“This is going to throw off the plan,” Trell said, his voice tense with anxiety as he paced around the cell.
“Maybe, but you need to calm down,” Juiya told him. “I’m sure Vandoraa knows and is compensating.”
“And if he doesn’t?” Trell said. “He said he’ll get Alana, but what about Ted? We can’t leave him behind!”
“Ted, while not necessarily expendable, isn’t as critical to the mission as we’ve been making him out to be, especially now that we’re in the process of successfully surrounding the Drevi fleet. Once we get back and can tell General Toka what happened, I’m sure he’ll mount a rescue mission.” In spite of the dire circumstances, he laughed. “For a second time.”
“By then it could be too late!” Trell cried, not finding the joke at all funny. “I know the Drevi! They execute people who stand against them!”
“Execution is not something they do just because they feel like it,” Juiya said, his feathers ruffling visibly. “It is reserved for times of emergency only. As much as I don’t like defending the Drevi, our own rebellion was probably responsible for spreading such a lie.”
That took Trell by surprise. “They really don’t?”
“No. They may imprison dissidents or exile them, but they’ll only be killed if they’re a danger to others and there’s no other alternative.” He glanced away. “I found out the hard way what they were really like during the war.” He unconsciously fingered a healed scar on his left arm.
Trell’s shoulders slumped, the energy draining from him. “I didn’t know that.” A pause. “What happened, if you don’t mind my asking?”
Juiya let out a mirthless laugh. “I got this scar because I didn’t trust people,” he admitted. “Why would I? I’d grown up an Uyya-Kolean and heard all sorts of horror stories about the Drevi, and when I was captured by them I panicked and fought beak and claw to escape. This scar happened because a Drevi doctor was coming towards me—I’d already been injured and found out later he was just trying to look at me to make sure it wasn’t serious—and I tried to bolt away from him, slashing myself open in the process.”
“Did they let you go?”
“They didn’t think I was going to live, after being injured and bashing around like a trapped animal,” he said. “By the time I was better the war had ended, and they let me go. To this day I don’t know if they were supposed to or not. I don’t know if they were punished... because of me.”
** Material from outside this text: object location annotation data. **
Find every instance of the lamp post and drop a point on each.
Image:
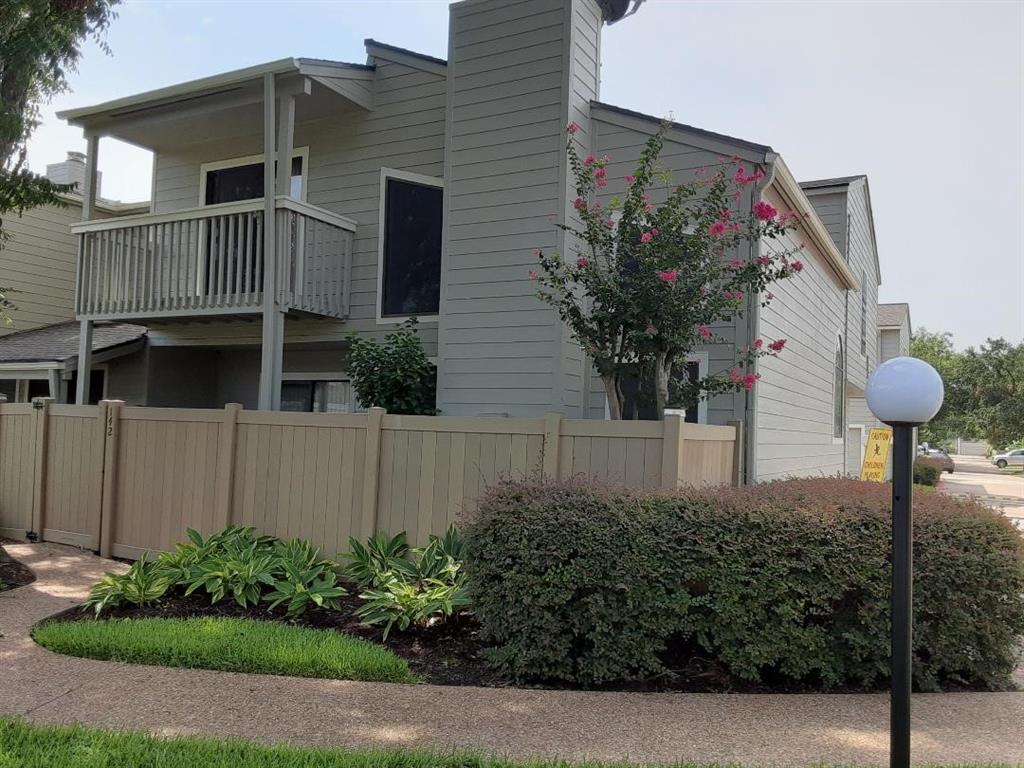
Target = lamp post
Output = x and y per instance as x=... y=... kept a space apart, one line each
x=903 y=392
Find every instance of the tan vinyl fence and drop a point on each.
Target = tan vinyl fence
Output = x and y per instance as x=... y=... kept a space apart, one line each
x=125 y=480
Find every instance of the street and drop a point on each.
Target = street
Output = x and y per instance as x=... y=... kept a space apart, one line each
x=976 y=476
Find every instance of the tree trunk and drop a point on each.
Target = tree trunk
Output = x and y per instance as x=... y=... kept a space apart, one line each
x=663 y=373
x=613 y=394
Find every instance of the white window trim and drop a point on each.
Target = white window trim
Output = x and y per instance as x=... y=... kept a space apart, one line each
x=416 y=178
x=701 y=359
x=219 y=165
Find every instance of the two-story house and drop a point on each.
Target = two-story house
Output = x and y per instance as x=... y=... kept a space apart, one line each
x=415 y=186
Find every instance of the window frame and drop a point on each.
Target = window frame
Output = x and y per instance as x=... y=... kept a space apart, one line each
x=219 y=165
x=414 y=178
“You were braver than I was,” Trell admitted. “I stayed with my parents and sent out ship designs to the resistance’s engineers when it was safe.”
There was an uncomfortable silence as Trell made another lap around the cell and Juiya brushed the dust from his feathers with a speedy hand, leaving them with a nice sheen.
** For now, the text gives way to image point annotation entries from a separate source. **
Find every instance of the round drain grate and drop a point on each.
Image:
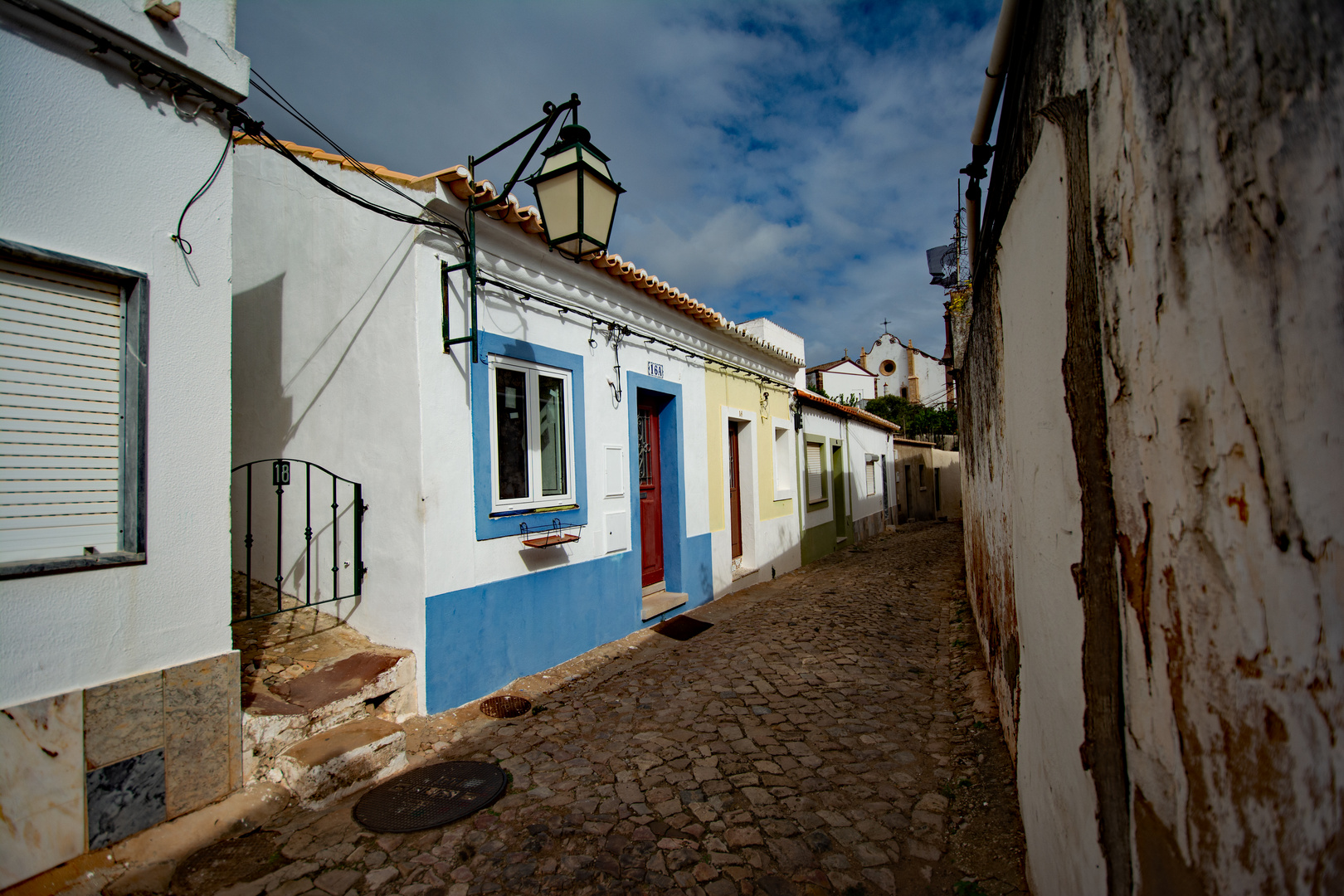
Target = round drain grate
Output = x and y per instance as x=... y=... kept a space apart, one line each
x=431 y=796
x=504 y=707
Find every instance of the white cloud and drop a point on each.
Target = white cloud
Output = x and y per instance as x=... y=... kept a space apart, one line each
x=782 y=158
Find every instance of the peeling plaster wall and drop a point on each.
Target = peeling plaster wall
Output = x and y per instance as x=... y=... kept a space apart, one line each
x=1215 y=230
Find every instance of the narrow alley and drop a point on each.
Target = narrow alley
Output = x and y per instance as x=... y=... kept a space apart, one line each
x=823 y=737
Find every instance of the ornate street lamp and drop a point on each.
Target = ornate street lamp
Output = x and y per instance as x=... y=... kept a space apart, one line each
x=574 y=192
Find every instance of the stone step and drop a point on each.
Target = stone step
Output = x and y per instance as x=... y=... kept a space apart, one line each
x=359 y=687
x=332 y=765
x=660 y=602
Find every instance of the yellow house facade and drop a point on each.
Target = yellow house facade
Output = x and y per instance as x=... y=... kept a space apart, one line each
x=750 y=455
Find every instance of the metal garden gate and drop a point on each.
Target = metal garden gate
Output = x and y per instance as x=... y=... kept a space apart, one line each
x=265 y=533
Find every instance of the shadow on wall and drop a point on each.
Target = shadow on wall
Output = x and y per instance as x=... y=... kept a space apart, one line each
x=262 y=412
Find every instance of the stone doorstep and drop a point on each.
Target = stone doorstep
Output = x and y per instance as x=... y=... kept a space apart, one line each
x=329 y=766
x=660 y=602
x=359 y=677
x=323 y=700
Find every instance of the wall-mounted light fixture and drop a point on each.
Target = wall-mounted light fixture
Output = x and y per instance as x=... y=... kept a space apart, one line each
x=574 y=192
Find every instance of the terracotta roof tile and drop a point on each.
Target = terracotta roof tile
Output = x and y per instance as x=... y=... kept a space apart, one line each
x=528 y=218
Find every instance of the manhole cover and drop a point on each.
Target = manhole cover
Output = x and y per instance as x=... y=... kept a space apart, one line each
x=431 y=796
x=504 y=707
x=682 y=627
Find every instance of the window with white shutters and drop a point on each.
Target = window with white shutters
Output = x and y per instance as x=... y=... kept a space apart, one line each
x=816 y=481
x=69 y=473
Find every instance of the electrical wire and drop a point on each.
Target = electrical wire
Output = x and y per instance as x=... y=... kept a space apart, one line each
x=178 y=238
x=648 y=338
x=268 y=90
x=179 y=86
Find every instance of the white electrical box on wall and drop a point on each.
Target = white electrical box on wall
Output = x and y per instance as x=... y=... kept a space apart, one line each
x=616 y=470
x=617 y=531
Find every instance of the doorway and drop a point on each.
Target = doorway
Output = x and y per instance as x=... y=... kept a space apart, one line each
x=734 y=489
x=650 y=494
x=838 y=490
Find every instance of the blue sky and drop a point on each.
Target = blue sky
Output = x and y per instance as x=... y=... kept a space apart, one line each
x=789 y=160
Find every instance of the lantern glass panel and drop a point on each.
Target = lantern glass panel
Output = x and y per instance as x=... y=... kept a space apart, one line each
x=598 y=210
x=570 y=156
x=559 y=201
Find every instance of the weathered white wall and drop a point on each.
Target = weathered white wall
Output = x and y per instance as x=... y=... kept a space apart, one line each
x=99 y=168
x=949 y=462
x=1211 y=206
x=1058 y=804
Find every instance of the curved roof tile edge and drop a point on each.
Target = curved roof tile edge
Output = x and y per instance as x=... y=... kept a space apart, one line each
x=528 y=219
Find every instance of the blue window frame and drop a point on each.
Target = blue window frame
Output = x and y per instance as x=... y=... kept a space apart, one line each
x=530 y=483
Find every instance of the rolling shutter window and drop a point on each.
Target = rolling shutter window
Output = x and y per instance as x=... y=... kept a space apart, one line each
x=815 y=492
x=61 y=416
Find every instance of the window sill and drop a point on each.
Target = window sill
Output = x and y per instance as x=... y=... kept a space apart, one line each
x=557 y=508
x=24 y=568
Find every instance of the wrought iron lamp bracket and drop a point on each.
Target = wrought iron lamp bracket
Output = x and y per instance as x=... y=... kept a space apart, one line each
x=552 y=114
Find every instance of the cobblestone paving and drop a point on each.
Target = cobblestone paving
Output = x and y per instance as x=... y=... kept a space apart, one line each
x=819 y=739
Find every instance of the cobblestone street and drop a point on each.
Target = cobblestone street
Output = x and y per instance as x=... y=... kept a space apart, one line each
x=821 y=738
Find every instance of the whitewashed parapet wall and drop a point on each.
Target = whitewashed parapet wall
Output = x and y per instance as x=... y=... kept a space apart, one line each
x=1172 y=173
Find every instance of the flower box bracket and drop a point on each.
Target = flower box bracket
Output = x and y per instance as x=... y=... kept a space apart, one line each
x=535 y=536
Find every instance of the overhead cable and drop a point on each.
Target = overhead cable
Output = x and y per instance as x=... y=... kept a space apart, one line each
x=647 y=338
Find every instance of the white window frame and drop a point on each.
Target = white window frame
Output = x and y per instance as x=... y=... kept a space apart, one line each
x=134 y=394
x=785 y=477
x=535 y=500
x=821 y=496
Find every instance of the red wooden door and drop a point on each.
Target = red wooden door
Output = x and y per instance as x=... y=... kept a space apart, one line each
x=734 y=489
x=650 y=496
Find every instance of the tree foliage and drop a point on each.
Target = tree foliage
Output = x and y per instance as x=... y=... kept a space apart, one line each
x=914 y=418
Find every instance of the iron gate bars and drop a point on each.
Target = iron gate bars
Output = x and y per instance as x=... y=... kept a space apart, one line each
x=280 y=477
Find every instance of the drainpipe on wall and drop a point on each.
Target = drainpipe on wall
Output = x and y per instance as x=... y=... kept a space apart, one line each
x=980 y=148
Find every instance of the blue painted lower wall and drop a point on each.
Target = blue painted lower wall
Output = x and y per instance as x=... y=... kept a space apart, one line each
x=477 y=640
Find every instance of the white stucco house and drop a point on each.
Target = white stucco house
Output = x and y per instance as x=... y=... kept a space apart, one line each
x=847 y=475
x=119 y=685
x=526 y=505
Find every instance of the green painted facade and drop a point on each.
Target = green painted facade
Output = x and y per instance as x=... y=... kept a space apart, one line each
x=838 y=533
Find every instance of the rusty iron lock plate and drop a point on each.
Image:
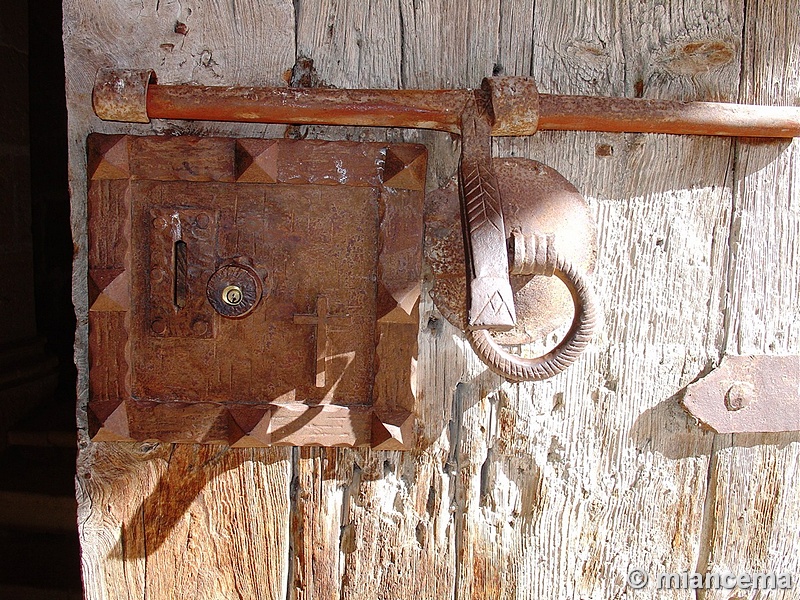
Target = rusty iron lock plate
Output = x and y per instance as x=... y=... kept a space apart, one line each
x=254 y=292
x=748 y=394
“I’m sorry about what Alana said to you earlier,” said Trell, looking ashamed as he regarded the wall. “I exploded because I didn’t know what else to do. But if she makes a habit of that...” He left what he might do unsaid.
“I’m hoping that after getting to know me she sees me as more than just an Uyya Kolean who ended up fighting the Drevi because ‘it’s my basest nature’ or some stupid shit like that,” said Juiya. “But Trell, she’s a smart woman, and she knows she’s wrong. And she certainly doesn’t want to lose the things that matter to her.”
“I love her more than anything,” Trell said, holding back a sob. “I don’t want it to all be over because of this, even if we do get out of here alive.”
Juiya nodded. “I have a feeling it won’t be, but you have to make it clear to her that you won’t tolerate her prejudice. ‘The truth can be hard to accept, but nonetheless, it is the truth.’”
“I’ve always liked that one,” Trell said with a weak smile, recognizing the old Kolean proverb.